A simple guide to understanding CAP Theorem for Distributed Systems

Introduction

Distributed systems are a collection of autonomous computers that work together as a single system. These systems have become increasingly popular due to their ability to provide better performance, scalability, and fault-tolerance. However, ensuring consistency, availability, and partition tolerance in distributed systems can be a challenging task. In this article, we will discuss the CAP theorem, which provides a fundamental understanding of the trade-offs that need to be made when designing distributed systems. CAP theorem was formulated by Eric Brewer around the year 2000. This post is also available in YouTube here.

What is CAP Theorem?

CAP theorem states that in any distributed system, we can have at most two of the following desirable properties: consistency, availability, and partition tolerance. What it means is the system can either have consistency and availability (CA), availability and partition tolerance (AP), or consistency and partition tolerance (CP), but never all three things like C, A and B.

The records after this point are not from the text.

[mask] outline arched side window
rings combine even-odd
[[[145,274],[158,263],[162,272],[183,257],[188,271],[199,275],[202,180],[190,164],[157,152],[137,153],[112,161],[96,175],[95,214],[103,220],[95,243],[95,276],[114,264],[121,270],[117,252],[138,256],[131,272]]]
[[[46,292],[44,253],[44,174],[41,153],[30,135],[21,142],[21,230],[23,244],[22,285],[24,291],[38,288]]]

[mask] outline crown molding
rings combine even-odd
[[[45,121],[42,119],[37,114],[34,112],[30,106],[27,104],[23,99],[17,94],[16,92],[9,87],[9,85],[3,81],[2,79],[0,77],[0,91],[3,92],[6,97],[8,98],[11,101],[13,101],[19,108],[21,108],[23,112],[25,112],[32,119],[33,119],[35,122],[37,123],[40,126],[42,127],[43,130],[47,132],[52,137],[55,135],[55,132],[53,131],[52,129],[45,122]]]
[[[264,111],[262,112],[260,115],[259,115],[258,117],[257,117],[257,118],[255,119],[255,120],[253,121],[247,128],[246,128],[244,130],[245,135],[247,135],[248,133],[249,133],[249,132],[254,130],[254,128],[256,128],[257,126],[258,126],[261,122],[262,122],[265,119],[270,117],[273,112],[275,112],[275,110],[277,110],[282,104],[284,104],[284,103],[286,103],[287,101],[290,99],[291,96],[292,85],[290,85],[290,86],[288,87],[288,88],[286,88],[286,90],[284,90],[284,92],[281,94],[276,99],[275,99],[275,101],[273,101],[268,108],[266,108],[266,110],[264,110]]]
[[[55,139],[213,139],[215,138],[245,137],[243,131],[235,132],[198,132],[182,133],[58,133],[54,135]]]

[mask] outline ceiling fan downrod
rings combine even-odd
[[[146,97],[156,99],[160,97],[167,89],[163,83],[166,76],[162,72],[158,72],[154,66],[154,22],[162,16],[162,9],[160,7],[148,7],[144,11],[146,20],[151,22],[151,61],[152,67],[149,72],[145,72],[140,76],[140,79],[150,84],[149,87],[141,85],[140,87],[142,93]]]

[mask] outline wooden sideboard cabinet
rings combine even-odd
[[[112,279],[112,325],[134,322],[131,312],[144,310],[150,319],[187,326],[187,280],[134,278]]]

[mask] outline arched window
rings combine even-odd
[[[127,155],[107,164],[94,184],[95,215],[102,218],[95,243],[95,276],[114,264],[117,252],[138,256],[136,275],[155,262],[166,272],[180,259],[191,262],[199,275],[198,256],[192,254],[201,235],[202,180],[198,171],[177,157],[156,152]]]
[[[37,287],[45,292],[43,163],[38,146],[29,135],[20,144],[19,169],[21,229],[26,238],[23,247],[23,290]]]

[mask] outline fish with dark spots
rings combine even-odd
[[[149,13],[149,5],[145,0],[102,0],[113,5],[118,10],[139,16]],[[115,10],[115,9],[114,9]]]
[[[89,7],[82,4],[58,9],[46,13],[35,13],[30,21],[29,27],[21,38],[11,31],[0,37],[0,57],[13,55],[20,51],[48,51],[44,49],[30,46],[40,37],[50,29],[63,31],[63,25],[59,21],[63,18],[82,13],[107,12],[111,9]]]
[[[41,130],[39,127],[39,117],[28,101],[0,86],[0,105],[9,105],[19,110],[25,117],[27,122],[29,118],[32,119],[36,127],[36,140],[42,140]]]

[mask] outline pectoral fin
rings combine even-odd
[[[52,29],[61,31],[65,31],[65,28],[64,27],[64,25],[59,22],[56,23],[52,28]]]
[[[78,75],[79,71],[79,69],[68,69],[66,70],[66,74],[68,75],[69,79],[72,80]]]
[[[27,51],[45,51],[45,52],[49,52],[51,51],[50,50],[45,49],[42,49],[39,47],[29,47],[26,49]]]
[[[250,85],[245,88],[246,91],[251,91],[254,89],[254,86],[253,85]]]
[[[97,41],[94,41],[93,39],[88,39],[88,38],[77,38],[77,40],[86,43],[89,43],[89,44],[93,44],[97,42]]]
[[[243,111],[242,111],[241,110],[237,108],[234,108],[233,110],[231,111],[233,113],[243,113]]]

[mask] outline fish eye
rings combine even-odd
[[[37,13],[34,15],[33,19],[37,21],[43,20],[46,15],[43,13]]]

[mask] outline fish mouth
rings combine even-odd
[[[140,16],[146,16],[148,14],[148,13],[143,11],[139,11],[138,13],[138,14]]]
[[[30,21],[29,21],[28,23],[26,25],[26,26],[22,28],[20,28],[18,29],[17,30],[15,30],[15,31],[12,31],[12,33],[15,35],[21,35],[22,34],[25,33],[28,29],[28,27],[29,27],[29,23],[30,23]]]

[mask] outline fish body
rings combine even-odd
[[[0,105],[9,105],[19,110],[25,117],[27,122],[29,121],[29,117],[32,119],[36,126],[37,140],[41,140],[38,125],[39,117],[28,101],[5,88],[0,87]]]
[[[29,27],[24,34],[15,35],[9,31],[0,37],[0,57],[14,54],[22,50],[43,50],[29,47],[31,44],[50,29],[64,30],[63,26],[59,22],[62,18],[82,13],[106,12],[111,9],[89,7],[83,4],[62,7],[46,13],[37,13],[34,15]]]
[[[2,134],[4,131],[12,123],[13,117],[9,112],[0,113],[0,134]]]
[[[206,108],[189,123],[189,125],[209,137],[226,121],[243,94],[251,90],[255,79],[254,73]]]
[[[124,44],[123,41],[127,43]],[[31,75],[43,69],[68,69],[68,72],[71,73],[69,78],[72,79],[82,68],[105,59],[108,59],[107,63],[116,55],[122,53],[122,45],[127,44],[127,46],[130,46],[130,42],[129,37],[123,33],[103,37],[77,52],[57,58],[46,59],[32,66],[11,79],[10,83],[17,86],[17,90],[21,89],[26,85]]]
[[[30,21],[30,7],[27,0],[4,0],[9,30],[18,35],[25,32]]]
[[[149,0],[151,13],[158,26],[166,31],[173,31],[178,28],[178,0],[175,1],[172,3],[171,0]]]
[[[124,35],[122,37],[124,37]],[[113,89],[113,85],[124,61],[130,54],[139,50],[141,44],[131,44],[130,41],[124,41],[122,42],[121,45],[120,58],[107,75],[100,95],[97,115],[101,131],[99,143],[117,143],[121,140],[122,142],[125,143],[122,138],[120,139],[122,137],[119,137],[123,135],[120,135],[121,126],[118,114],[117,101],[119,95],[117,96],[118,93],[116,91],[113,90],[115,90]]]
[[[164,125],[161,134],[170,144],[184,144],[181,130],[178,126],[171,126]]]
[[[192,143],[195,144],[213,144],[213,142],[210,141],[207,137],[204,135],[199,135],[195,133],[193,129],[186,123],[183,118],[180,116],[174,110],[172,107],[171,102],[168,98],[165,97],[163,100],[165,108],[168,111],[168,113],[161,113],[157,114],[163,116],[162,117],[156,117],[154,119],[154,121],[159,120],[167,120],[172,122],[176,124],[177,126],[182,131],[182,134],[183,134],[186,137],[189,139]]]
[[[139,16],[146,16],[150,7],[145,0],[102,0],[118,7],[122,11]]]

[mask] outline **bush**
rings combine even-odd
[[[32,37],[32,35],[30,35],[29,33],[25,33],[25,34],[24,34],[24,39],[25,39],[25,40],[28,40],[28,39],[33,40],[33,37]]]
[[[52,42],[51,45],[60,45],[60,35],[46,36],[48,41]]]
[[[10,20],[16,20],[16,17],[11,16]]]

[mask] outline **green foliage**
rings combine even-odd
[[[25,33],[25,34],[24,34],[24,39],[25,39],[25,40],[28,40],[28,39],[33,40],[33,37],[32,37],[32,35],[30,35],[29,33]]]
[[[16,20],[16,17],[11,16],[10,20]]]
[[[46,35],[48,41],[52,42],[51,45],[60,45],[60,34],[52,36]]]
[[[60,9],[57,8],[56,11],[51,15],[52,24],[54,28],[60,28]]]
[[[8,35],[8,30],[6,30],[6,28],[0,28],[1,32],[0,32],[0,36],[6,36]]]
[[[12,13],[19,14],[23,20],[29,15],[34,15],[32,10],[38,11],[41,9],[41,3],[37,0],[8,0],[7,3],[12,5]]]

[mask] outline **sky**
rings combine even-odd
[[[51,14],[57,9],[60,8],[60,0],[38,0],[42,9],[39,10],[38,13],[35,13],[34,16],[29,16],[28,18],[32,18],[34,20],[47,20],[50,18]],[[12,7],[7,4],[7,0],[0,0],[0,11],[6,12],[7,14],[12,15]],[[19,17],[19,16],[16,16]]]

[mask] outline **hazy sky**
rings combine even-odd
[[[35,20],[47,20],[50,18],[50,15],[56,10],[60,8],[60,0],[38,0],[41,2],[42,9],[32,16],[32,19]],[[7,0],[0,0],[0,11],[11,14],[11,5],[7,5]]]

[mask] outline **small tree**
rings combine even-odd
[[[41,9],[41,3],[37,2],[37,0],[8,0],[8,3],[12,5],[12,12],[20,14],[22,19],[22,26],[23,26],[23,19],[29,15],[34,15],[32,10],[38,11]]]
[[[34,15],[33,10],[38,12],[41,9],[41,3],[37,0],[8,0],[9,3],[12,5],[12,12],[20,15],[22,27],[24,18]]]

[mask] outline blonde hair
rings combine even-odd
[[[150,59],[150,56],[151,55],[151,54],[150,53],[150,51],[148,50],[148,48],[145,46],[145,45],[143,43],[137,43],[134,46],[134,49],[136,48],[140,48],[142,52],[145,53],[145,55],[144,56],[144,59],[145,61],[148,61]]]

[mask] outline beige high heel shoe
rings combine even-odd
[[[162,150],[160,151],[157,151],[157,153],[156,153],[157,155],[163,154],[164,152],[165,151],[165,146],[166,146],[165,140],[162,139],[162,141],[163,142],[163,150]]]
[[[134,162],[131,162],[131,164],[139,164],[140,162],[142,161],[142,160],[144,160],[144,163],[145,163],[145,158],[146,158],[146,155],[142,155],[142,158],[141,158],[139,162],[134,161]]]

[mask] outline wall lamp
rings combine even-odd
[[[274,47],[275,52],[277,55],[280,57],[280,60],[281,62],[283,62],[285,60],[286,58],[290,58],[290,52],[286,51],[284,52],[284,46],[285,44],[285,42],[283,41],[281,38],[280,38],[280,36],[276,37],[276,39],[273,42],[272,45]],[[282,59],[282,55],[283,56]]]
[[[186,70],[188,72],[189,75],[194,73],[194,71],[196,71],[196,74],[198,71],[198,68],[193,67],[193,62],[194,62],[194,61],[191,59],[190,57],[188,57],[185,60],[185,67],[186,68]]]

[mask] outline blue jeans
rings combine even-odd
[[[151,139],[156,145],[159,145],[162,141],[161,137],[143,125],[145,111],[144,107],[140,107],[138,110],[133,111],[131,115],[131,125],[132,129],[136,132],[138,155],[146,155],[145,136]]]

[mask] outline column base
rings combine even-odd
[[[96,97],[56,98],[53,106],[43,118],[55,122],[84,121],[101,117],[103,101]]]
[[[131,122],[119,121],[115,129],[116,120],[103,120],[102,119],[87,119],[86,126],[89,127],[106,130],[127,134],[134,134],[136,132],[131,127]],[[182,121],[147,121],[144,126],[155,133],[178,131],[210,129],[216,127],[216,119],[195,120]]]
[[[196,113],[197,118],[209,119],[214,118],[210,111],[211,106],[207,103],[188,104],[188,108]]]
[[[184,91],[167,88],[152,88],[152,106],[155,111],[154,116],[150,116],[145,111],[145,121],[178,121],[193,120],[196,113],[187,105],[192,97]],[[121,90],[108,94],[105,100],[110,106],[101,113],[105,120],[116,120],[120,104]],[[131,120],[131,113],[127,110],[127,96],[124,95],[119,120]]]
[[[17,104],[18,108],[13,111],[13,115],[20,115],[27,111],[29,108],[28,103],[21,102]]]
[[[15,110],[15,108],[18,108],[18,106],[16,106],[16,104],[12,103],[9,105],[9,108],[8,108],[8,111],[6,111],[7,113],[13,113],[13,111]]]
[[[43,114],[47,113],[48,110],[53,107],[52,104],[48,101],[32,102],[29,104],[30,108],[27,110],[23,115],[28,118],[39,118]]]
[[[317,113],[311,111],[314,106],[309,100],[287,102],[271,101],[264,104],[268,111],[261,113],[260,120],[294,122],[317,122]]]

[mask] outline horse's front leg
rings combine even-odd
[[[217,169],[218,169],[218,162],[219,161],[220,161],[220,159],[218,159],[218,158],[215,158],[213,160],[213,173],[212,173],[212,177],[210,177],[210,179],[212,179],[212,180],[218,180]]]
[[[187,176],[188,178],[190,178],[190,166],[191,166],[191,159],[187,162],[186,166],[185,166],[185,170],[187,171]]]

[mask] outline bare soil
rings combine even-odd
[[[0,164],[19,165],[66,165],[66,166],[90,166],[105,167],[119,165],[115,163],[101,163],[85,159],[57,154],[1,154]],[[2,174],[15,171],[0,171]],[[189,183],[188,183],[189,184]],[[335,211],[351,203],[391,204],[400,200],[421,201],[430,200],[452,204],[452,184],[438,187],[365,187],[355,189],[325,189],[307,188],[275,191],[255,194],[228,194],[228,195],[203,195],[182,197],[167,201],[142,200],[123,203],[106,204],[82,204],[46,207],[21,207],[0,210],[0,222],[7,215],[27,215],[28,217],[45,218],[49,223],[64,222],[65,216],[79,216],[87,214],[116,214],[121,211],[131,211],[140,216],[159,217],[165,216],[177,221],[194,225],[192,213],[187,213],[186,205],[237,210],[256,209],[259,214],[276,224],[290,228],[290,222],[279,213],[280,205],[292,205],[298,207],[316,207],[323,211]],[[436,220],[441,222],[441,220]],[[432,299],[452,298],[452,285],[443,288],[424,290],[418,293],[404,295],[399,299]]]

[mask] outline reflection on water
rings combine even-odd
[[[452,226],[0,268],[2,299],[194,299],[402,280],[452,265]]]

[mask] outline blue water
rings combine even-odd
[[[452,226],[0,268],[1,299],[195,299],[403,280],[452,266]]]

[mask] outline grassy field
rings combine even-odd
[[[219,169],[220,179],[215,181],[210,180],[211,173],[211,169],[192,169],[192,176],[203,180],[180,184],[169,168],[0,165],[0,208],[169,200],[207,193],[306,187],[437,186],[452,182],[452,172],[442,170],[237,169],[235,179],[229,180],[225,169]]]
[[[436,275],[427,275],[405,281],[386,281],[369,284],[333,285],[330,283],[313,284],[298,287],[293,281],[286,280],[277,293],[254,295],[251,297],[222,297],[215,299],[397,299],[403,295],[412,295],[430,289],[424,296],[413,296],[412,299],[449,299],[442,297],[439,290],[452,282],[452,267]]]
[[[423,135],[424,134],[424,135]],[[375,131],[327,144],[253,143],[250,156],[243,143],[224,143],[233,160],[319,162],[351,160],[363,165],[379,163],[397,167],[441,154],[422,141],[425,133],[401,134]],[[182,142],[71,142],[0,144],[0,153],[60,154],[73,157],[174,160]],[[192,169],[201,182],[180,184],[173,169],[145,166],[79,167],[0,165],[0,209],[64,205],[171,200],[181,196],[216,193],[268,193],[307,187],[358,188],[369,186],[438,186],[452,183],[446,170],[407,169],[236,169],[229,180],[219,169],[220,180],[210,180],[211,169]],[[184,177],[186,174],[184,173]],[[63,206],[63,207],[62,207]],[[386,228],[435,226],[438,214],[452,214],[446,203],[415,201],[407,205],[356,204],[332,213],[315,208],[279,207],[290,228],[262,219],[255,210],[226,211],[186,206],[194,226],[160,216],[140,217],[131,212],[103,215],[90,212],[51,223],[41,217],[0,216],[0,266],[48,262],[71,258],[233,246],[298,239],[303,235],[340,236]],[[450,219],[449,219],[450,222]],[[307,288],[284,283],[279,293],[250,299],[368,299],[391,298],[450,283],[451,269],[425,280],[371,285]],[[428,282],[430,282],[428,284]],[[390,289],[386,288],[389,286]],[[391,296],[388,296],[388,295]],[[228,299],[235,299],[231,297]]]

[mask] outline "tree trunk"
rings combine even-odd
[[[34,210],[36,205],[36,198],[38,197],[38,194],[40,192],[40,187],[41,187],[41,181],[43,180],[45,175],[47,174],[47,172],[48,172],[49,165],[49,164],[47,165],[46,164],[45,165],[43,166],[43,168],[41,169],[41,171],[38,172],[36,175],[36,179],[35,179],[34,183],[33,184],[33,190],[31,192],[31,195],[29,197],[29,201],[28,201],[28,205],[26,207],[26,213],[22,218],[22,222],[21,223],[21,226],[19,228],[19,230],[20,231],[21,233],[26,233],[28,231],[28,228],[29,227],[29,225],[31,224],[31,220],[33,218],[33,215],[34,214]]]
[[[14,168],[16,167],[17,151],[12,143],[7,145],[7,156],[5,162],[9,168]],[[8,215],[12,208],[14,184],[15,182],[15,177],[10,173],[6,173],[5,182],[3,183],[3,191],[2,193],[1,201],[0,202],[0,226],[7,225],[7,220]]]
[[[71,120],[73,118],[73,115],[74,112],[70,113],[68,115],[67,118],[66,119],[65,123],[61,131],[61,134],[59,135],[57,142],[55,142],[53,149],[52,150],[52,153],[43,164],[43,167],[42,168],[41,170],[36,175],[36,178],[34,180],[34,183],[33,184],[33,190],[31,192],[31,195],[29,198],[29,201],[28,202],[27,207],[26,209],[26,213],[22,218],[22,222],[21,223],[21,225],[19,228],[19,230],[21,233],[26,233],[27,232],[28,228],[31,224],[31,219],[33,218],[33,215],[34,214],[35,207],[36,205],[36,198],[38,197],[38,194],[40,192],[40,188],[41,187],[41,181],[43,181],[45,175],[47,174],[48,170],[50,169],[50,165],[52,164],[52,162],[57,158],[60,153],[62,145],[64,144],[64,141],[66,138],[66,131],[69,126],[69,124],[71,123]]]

Terminologies in CAP Theorem

Before we dive further, let’s first understand some terminologies used in it.

Consistency – Consistency means any user should be able to see the most recent data written to the system, no matter which node they connect to.
Availability – Availability means every request, whether it’s a read or write, from any user should return a response. It may return stale data but will never return a not available error.
Partition Tolerance – Partition means communication break between the nodes in the system. Partition tolerance means the system continues to work in spite of the partition.

When does CAP Theorem hold good?

CAP theorem holds good only in systems that has data replicated across multiple nodes and those nodes are distributed across different networks. Also It holds good only when the network between the nodes breaks leading to replication failure. That is, the nodes themselves are functioning, but only the duplication between some of those nodes are broken.

Example to Understand CAP Theorem

Let’s consider an example to understand CAP theorem better. Below picture shows a rough design of a distributed system with peer-to-peer replication. The nodes DB1, DB2, and DB3 are capable of accepting writes and replicating those writes to other nodes. The blue dotted lines indicate the network through which the replication occurs. Note that CAP theorem holds good only when the network between the databases used for replication breaks (the blue dotted lines).

Conclusion

In conclusion, CAP theorem provides a fundamental understanding of the trade-offs that need to be made when designing distributed systems. It simplifies to when a network partition occurs in a distributed database system, it can either be consistent or available but cannot be both consistent and available. Therefore, it’s important to consider the CAP theorem when designing and implementing distributed systems to ensure they meet the necessary requirements of consistency, availability, and partition tolerance.